In this notebook, we aim to illustrate explanability and will arbitrarily train a gradient-boosting tree using LightGBM.
import lightgbm as lgb
import pandas as pd
model = lgb.LGBMClassifier(random_state=42).fit(X_train, y_train)
y_pred = model.predict_proba(X_test)[:, 1]
# We use a named pandas series to make plot labels more explicit
y_pred = pd.Series(y_pred, name='has_diabetes')
y_pred.head()
from sklearn import metrics
# As `y_test` is binary (0 or 1), we need to make `y_pred` binary as well
# for `metrics.accuracy_score` to work.
print(f'Accuracy score: {metrics.accuracy_score(y_test, y_pred > 0.5):.4f}')
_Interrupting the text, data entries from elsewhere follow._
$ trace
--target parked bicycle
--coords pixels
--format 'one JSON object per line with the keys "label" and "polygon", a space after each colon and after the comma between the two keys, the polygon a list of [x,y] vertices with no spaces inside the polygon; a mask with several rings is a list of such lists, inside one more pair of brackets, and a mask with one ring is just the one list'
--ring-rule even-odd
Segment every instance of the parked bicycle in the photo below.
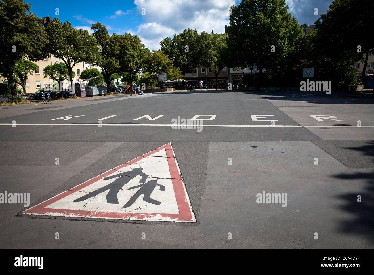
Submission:
{"label": "parked bicycle", "polygon": [[47,98],[46,98],[45,94],[42,93],[42,98],[43,100],[43,102],[49,102],[50,101],[50,94],[49,93],[47,93]]}

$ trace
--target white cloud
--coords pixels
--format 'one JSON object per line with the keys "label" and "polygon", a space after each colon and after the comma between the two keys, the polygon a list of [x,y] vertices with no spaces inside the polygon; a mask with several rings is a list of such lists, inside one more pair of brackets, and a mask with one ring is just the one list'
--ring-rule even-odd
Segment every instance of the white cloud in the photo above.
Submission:
{"label": "white cloud", "polygon": [[88,24],[95,24],[98,22],[83,17],[82,15],[73,15],[73,17],[81,22],[84,22]]}
{"label": "white cloud", "polygon": [[235,0],[135,0],[137,10],[147,23],[138,26],[137,32],[150,49],[157,49],[167,36],[189,28],[200,33],[223,33],[229,24],[229,9]]}
{"label": "white cloud", "polygon": [[92,33],[94,32],[94,31],[92,30],[91,27],[87,27],[87,26],[78,26],[74,27],[77,30],[82,29],[82,30],[85,30],[86,31],[88,31],[88,32],[90,33]]}
{"label": "white cloud", "polygon": [[120,16],[121,15],[123,15],[125,14],[128,14],[128,11],[127,12],[124,12],[123,10],[116,10],[114,12],[114,14],[110,16],[110,18],[112,19],[116,18],[117,16]]}

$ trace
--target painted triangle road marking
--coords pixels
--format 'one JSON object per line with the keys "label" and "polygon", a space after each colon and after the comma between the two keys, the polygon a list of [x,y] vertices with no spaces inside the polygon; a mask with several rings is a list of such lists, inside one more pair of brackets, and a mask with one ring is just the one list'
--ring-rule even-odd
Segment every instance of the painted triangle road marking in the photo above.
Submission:
{"label": "painted triangle road marking", "polygon": [[31,207],[22,214],[196,221],[170,143]]}

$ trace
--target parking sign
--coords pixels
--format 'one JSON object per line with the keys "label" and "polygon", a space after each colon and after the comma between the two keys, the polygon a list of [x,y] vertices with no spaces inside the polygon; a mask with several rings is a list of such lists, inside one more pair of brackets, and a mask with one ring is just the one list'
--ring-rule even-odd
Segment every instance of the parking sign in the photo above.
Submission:
{"label": "parking sign", "polygon": [[314,77],[314,68],[306,68],[303,69],[303,77]]}

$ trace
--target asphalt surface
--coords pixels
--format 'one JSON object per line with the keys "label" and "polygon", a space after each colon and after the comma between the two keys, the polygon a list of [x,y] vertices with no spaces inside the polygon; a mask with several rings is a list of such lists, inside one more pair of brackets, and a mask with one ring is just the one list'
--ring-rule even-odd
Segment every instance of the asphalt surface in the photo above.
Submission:
{"label": "asphalt surface", "polygon": [[[373,106],[370,95],[209,91],[0,107],[0,193],[30,200],[0,204],[0,247],[373,248]],[[201,131],[171,126],[197,115],[215,116]],[[196,223],[22,213],[169,143]],[[257,203],[264,191],[286,206]]]}

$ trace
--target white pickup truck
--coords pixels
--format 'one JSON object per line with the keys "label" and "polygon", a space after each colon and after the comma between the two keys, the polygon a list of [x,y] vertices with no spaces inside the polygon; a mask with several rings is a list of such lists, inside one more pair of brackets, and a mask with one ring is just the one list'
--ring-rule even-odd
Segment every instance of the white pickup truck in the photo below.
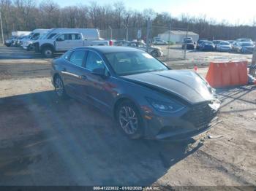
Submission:
{"label": "white pickup truck", "polygon": [[67,51],[72,48],[86,46],[108,46],[110,42],[101,39],[87,39],[82,33],[65,32],[57,34],[50,39],[37,41],[37,51],[46,58],[52,58],[56,52]]}

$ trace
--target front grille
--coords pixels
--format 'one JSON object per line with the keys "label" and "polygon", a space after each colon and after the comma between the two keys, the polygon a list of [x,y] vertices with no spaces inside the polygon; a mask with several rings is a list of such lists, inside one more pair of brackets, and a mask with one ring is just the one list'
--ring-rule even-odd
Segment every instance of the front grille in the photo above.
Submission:
{"label": "front grille", "polygon": [[194,125],[197,129],[207,126],[217,114],[208,106],[208,102],[193,106],[182,118]]}

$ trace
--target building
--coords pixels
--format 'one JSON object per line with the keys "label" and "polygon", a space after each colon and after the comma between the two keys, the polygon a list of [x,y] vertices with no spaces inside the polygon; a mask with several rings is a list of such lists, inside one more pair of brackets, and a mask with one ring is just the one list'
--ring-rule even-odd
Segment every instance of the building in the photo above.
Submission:
{"label": "building", "polygon": [[170,31],[170,31],[167,31],[165,33],[158,34],[158,36],[161,40],[171,41],[176,43],[182,43],[183,39],[186,37],[192,37],[193,41],[197,41],[199,39],[199,34],[192,31],[187,31],[187,31]]}

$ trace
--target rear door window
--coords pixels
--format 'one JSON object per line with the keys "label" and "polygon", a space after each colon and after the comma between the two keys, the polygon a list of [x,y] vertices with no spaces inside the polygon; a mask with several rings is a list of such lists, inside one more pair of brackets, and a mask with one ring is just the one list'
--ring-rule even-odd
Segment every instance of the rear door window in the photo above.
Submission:
{"label": "rear door window", "polygon": [[73,51],[70,55],[69,62],[75,66],[83,67],[86,53],[86,51],[82,50]]}
{"label": "rear door window", "polygon": [[69,40],[80,40],[81,39],[81,35],[80,34],[69,34]]}

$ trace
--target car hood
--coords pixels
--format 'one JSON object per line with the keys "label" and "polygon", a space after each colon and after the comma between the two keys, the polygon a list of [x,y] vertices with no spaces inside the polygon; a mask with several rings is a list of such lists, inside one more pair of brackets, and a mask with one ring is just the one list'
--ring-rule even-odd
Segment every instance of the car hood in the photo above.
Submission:
{"label": "car hood", "polygon": [[160,47],[156,47],[156,46],[154,46],[154,45],[149,47],[149,48],[151,48],[151,49],[152,49],[152,50],[161,50],[161,48],[160,48]]}
{"label": "car hood", "polygon": [[207,83],[191,71],[161,71],[128,75],[122,78],[159,93],[168,93],[192,104],[214,98]]}

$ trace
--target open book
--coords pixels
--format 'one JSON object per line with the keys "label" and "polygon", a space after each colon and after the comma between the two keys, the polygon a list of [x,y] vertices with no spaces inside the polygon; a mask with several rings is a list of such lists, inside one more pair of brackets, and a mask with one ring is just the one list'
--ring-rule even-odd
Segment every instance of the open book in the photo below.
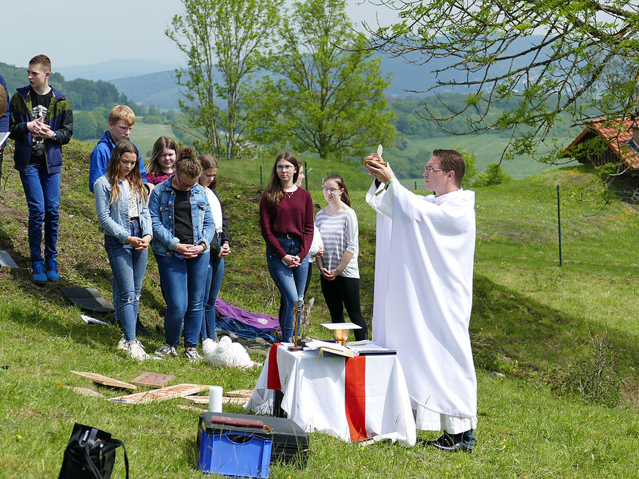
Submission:
{"label": "open book", "polygon": [[329,343],[327,341],[320,341],[313,339],[313,341],[306,341],[307,349],[319,349],[323,353],[331,353],[334,355],[340,355],[346,357],[354,357],[355,353],[351,350],[346,346],[343,346],[339,343]]}

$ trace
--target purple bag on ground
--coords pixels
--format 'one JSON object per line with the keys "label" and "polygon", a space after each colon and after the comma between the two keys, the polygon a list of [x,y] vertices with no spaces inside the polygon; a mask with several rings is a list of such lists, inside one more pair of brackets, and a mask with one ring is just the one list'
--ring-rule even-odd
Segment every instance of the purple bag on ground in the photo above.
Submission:
{"label": "purple bag on ground", "polygon": [[261,337],[275,342],[277,340],[275,337],[275,333],[277,332],[277,335],[281,335],[279,320],[272,316],[250,312],[229,304],[219,298],[215,302],[215,309],[222,317],[216,320],[216,327],[226,331],[231,331],[240,337],[246,339]]}

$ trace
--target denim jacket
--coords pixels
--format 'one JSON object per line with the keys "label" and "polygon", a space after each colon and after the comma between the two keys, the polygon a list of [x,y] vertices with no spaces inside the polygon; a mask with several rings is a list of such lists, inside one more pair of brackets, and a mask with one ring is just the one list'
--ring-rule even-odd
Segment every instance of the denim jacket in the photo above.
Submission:
{"label": "denim jacket", "polygon": [[[122,181],[118,182],[120,191],[124,189]],[[111,183],[106,175],[100,176],[93,185],[95,194],[95,212],[98,213],[98,229],[100,233],[115,236],[122,244],[131,235],[129,227],[129,200],[126,195],[120,194],[118,200],[109,203],[111,197]],[[148,205],[142,202],[140,194],[138,194],[138,212],[140,213],[140,227],[142,236],[153,236],[153,227],[151,224],[151,215],[149,214]]]}
{"label": "denim jacket", "polygon": [[[172,179],[172,176],[156,185],[149,200],[154,238],[151,249],[156,254],[167,256],[173,254],[180,243],[179,238],[173,234],[175,231],[173,212],[175,192],[171,189]],[[206,194],[199,185],[191,188],[191,220],[193,223],[194,244],[204,245],[207,251],[215,234],[215,224],[208,207]]]}

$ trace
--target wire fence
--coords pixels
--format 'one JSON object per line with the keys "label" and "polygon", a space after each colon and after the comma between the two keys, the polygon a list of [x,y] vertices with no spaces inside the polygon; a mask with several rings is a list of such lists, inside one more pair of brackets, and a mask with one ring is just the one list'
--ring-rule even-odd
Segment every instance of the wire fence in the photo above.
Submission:
{"label": "wire fence", "polygon": [[[360,165],[326,165],[319,160],[303,163],[306,174],[302,186],[314,198],[329,173],[344,177],[351,197],[371,185]],[[222,162],[219,176],[223,181],[263,187],[272,167],[272,160]],[[423,180],[402,183],[416,193],[427,193]],[[478,260],[639,271],[639,198],[633,192],[617,192],[624,201],[607,205],[596,198],[584,200],[571,187],[550,184],[518,182],[477,188],[475,193]],[[355,207],[360,223],[367,220],[365,207]]]}
{"label": "wire fence", "polygon": [[536,262],[639,270],[639,209],[603,205],[569,187],[478,189],[476,256],[502,262]]}

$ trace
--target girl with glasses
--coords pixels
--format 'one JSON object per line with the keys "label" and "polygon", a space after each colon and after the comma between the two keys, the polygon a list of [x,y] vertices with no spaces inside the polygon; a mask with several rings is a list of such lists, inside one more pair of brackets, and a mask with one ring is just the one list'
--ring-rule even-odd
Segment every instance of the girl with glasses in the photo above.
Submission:
{"label": "girl with glasses", "polygon": [[284,341],[293,336],[295,305],[302,309],[308,270],[306,257],[313,236],[313,199],[308,191],[295,185],[300,167],[293,153],[280,153],[259,202],[268,272],[284,298],[279,326]]}
{"label": "girl with glasses", "polygon": [[204,189],[198,183],[202,165],[193,148],[178,151],[175,174],[151,192],[149,210],[155,241],[151,249],[158,262],[167,301],[164,317],[166,344],[159,356],[177,356],[176,346],[184,328],[185,354],[199,361],[197,352],[204,317],[204,293],[210,243],[215,224]]}
{"label": "girl with glasses", "polygon": [[135,144],[128,140],[118,143],[106,164],[106,173],[93,184],[93,193],[113,275],[113,304],[119,310],[115,315],[124,333],[118,348],[141,361],[149,356],[136,339],[136,321],[153,230],[139,161]]}
{"label": "girl with glasses", "polygon": [[358,217],[340,175],[326,176],[322,191],[328,205],[315,217],[324,248],[324,254],[317,258],[322,292],[331,321],[343,323],[346,307],[351,321],[362,327],[354,330],[355,340],[361,341],[367,338],[368,328],[360,306]]}

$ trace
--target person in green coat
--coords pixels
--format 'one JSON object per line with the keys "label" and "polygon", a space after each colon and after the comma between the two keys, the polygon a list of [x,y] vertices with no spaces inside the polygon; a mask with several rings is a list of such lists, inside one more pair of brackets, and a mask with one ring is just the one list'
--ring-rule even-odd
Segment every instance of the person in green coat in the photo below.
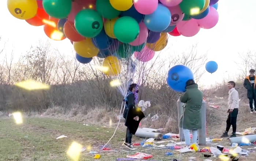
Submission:
{"label": "person in green coat", "polygon": [[203,92],[198,89],[198,85],[193,80],[190,79],[186,83],[186,91],[179,98],[185,103],[181,115],[179,126],[183,129],[186,145],[190,145],[190,131],[193,137],[192,144],[196,143],[197,140],[197,130],[202,128],[201,109],[203,98]]}

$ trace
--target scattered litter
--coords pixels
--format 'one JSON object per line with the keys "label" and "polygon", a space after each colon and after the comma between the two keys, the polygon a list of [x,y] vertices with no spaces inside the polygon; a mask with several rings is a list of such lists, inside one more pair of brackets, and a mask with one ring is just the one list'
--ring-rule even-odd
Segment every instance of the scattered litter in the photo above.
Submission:
{"label": "scattered litter", "polygon": [[61,136],[60,136],[57,138],[56,138],[56,139],[62,139],[62,138],[67,138],[67,136],[65,136],[64,135],[62,135]]}

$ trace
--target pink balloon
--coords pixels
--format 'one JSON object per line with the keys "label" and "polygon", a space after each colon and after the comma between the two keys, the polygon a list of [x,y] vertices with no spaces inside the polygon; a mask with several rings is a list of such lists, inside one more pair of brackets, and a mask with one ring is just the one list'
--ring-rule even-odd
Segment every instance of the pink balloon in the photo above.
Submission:
{"label": "pink balloon", "polygon": [[164,5],[168,7],[175,6],[181,3],[182,0],[159,0]]}
{"label": "pink balloon", "polygon": [[138,46],[145,43],[148,38],[148,31],[143,22],[140,23],[140,34],[138,37],[130,44],[133,46]]}
{"label": "pink balloon", "polygon": [[134,1],[135,9],[139,13],[143,15],[153,13],[158,5],[158,0],[137,0]]}
{"label": "pink balloon", "polygon": [[188,21],[182,21],[177,24],[177,30],[182,36],[192,37],[196,35],[201,28],[196,20],[191,19]]}
{"label": "pink balloon", "polygon": [[168,9],[170,11],[171,15],[171,21],[170,24],[170,26],[175,25],[178,22],[182,20],[185,15],[181,11],[181,8],[179,5],[169,7]]}
{"label": "pink balloon", "polygon": [[210,7],[210,11],[206,16],[200,20],[196,20],[199,26],[205,29],[209,29],[215,26],[219,21],[219,13],[216,9]]}
{"label": "pink balloon", "polygon": [[141,51],[134,52],[134,55],[140,62],[147,62],[153,59],[155,54],[155,51],[145,46]]}
{"label": "pink balloon", "polygon": [[74,22],[75,16],[83,9],[91,8],[95,9],[96,0],[75,0],[72,3],[72,8],[67,16],[67,20]]}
Let's plot the four most impactful features on the predictions:
explainer = ethik.ClassificationExplainer()
explainer.plot_influence_ranking(
X_test=X_test,
y_pred=y_pred,
n_features=4,
)
The concentration of glucose is the most impactful feature on the probability of having diabetes. Let's have a look at the details:
explainer.plot_influence(
X_test=X_test["Glucose"],
y_pred=y_pred,
)
Let's compare with other impactful features:
explainer.plot_influence(
X_test=X_test[["BloodPressure", "BMI", "Age", "Glucose"]],
y_pred=y_pred,
)
The blood pressure curve is weird due to the fact that the optimization procedure didn't converge (as stated by the warning above). It may explain why it is considered as impactful (because it varies a lot, but for bad reasons).